Matanya memicing melihat seseorang dari jauh sana. Kemudian dia berteriak kepada orang-orang yang ada didalam sana.

"Ada seseorang kesini!!"

Lantas sekumpulan orang-orang yang terdiri dari pria dan ibu paruh baya itu bergegas menghampiri pria tadi yang berteriak. Seorang pria paling muda diantara mereka, ia lantas bergerak membukakan pintu. Namun pergerakannya dihentikan oleh seseorang.

"Kita gak tau kalau anak itu terinfeksi atau enggak," ujar pria paruh baya tersebut dengan tatapan menajam padanya.

"Liat! Jalan nya aja gontai gitu kayak zombie," sahut yang lain.

"Tol..long say-saya...siapapun di-sana!" Terdengar suara rintihan minta tolong berasal dari anak tersebut.

Lagi-lagi pria muda ini dihentikan oleh pria paruh baya yang tidak mau menolong anak diluar sana yang sedang membutuhkan bantuan. Pria muda itu mendesis kesal.
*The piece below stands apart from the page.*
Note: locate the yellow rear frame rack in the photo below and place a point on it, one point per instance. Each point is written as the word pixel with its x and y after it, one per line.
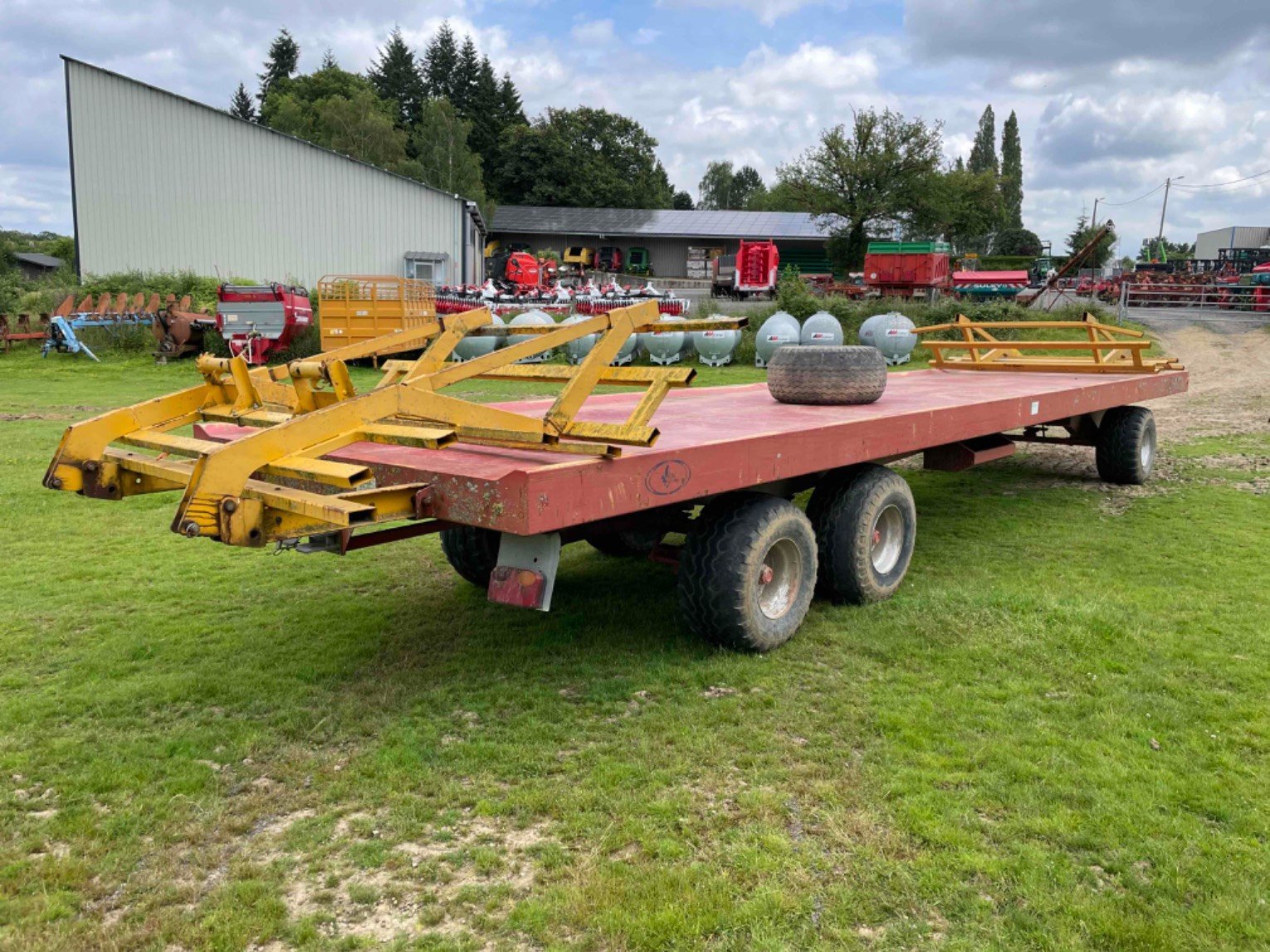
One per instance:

"Kalau kamu membuka pintu ini, saya pastikan kamu akan keluar dari sini!" ancam bapak tersebut.

Pria muda bernama Hendry itu menggerang frustasi. Ia mengintip disela lubang pintu itu melihat bagaimana kondisi anak yang menggunakan seragam SMA itu. Kondisinya nampak memprihatinkan tetapi tidak memungkinkan untuk tidak mencurigainya sebab pakaian yang kumuh. Takut jika anak berjenis kelamin laki-laki itu sudah terinfeksi.

"Kamu baik-baik aja dik?" tanya Hendry. Berharap mendapat jawaban pasti layaknya manusia.
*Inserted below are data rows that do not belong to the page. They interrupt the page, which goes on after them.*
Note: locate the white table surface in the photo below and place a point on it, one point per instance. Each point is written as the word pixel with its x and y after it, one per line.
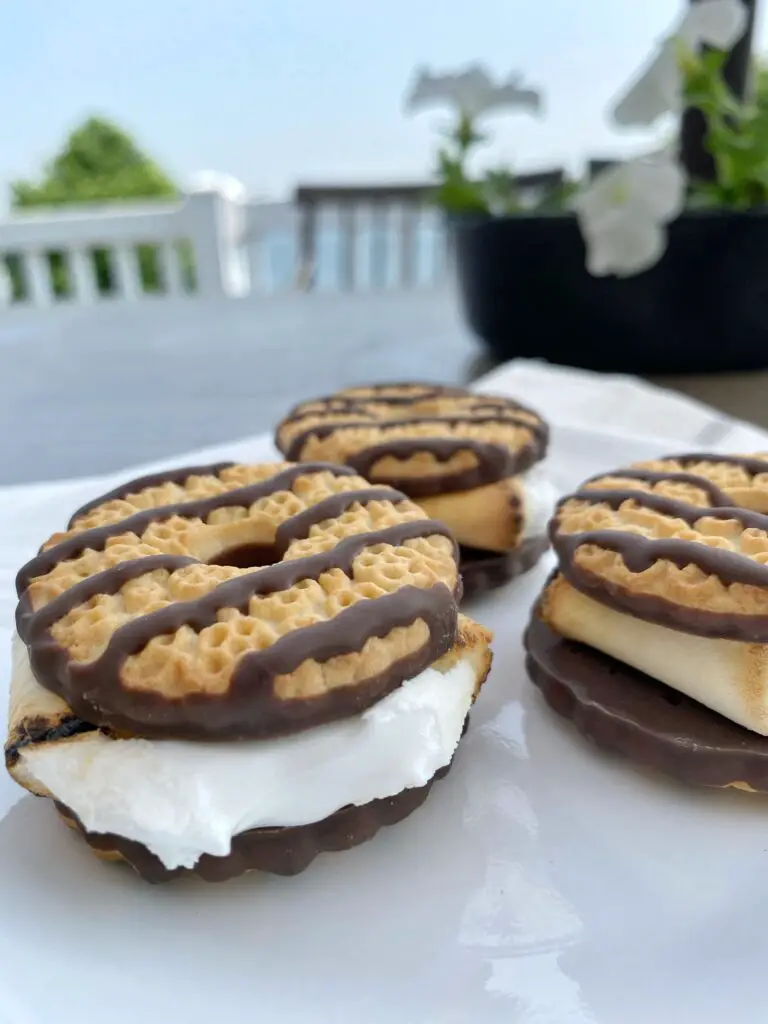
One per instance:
pixel 542 883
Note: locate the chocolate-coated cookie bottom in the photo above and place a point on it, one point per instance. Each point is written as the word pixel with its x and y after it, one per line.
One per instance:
pixel 484 570
pixel 278 851
pixel 623 710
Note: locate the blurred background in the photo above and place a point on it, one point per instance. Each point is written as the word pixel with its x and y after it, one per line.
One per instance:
pixel 211 210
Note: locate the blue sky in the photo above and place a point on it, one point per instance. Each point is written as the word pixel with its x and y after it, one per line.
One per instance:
pixel 276 91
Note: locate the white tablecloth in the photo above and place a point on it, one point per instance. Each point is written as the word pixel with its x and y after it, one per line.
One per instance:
pixel 573 400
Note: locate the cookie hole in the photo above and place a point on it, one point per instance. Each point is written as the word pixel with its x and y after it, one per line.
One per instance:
pixel 246 556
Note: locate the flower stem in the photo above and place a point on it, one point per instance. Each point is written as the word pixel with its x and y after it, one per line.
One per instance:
pixel 694 154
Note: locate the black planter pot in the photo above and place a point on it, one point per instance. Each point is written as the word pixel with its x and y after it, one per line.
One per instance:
pixel 704 307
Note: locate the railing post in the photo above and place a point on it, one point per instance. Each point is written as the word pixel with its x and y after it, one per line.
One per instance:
pixel 215 219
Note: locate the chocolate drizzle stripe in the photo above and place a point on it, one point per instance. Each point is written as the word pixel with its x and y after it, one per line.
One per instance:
pixel 320 431
pixel 95 539
pixel 140 483
pixel 32 625
pixel 715 495
pixel 94 691
pixel 494 463
pixel 44 733
pixel 639 553
pixel 299 526
pixel 750 464
pixel 668 507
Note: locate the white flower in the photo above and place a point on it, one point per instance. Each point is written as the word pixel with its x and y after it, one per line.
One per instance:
pixel 471 91
pixel 658 89
pixel 623 213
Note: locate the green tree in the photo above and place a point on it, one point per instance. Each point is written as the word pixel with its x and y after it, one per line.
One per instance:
pixel 98 162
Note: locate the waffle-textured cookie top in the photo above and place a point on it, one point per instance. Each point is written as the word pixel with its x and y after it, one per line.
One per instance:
pixel 140 619
pixel 425 439
pixel 677 542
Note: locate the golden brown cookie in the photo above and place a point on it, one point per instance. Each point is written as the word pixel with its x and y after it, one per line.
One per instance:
pixel 291 850
pixel 135 620
pixel 459 455
pixel 662 586
pixel 260 606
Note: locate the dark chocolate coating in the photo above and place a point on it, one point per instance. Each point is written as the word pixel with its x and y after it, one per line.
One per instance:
pixel 276 851
pixel 250 709
pixel 96 538
pixel 176 475
pixel 624 710
pixel 639 553
pixel 485 570
pixel 494 462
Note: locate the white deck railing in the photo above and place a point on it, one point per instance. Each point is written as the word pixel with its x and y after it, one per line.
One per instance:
pixel 212 243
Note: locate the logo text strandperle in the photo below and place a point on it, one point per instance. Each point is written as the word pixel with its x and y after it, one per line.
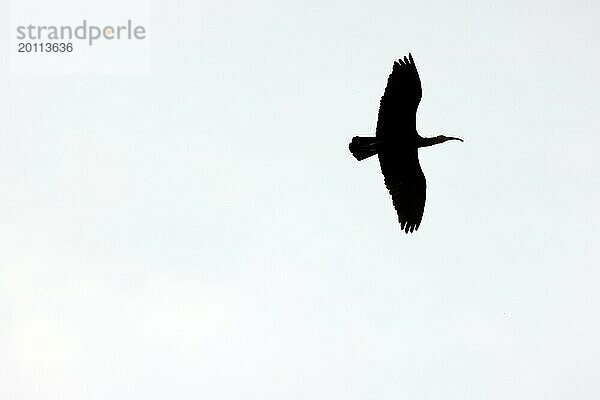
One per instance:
pixel 81 32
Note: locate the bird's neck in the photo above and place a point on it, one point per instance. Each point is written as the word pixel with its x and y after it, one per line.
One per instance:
pixel 426 142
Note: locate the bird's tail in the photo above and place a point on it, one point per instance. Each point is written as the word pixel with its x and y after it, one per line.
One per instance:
pixel 363 147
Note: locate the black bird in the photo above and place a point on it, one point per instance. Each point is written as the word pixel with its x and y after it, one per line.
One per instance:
pixel 397 143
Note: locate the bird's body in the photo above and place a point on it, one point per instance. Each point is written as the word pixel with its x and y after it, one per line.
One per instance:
pixel 397 143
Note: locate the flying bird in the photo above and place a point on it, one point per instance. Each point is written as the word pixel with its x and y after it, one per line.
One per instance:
pixel 397 143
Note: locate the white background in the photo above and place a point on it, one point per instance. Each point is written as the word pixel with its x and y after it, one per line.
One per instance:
pixel 202 232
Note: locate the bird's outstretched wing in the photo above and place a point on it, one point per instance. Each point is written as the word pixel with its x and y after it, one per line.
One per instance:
pixel 405 181
pixel 398 156
pixel 399 103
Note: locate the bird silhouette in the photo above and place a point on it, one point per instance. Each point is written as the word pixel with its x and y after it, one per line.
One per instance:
pixel 397 142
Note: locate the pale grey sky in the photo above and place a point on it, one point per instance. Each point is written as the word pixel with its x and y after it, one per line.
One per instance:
pixel 202 232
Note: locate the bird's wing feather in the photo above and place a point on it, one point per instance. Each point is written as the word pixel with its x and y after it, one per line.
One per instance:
pixel 399 103
pixel 405 181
Hendry tersentak kaget ketika tangannya ditarik paksa kebelakang oleh seseorang. Melihat bapak itu membuat nya menghela nafas kasar.

"Sudah saya bilang! Percuma kamu bertanya padanya. Dia sudah terinfeksi," sergahnya dengan alis menukik tajam.

"Tau dari mana bapak kalau anak itu sudah terinfeksi? Kita bawa dulu masuk kedalam. Dia benar-benar membutuhkan bantuan," ujar Hendry. Lelaki yang begitu tangguh dengan perikemanusiaannya.

"Jika terjadi apa-apa. Keluarkan anak itu dan kamu juga keluar dari tempat ini!"

Setelah merunding, akhirnya Hendry membawa anak tersebut masuk kedalam ruangan yang menjadi tempat bersembunyi ibu-ibu dan bapak-bapak. Anak itu tidak sepenuhnya sakit seperti yang dilihat Hendry, bahkan tubuhnya menegap namun wajahnya pucat.

Dibagian dadanya nampak luka, seorang wanita yang menjadi tangan medis untuk mereka ia membantu membersihkan luka anak itu. Sedari tadi anak itu tak membuka suara apapun, dia hanya sekedar menggeleng atau mengangguk untuk menerima dan menolak tawaran mereka.

"Kamu kesini sama teman-temanmu?" tanya wanita itu yang mengobatinya. Dia menggeleng lemas.

"Namamu siapa?"

Anak laki-laki itu menoleh pada sang perawat. Tatapan yang sulit diartikan oleh wanita tersebut, bahkan pergerakan tangannya yang mengobati luka dibagian punggung anak itu pun jadi berhenti.

"Ad-ada apa?"

Pandangannya masih sama tidak teralihkan. Sedetik kemudian ia menatap kearah lain membuat perawat itu menghela nafas lega. Sepertinya salah jika bertanya mengenai namanya anak itu terlihat kebingungan jika dilihat dari raut wajahnya.

"Daren."

Perawat itu memiringkan kepalanyanya untuk menatap anak itu yang sepertinya tadi menyebutkan namanya. Lantas dia bangkit dari kursi dan menatap perawat tadi. Tatapannya benar-benar tidak dapat diartikan olehnya. Menyeramkan namun tidak. Benar-benar susah diartikan.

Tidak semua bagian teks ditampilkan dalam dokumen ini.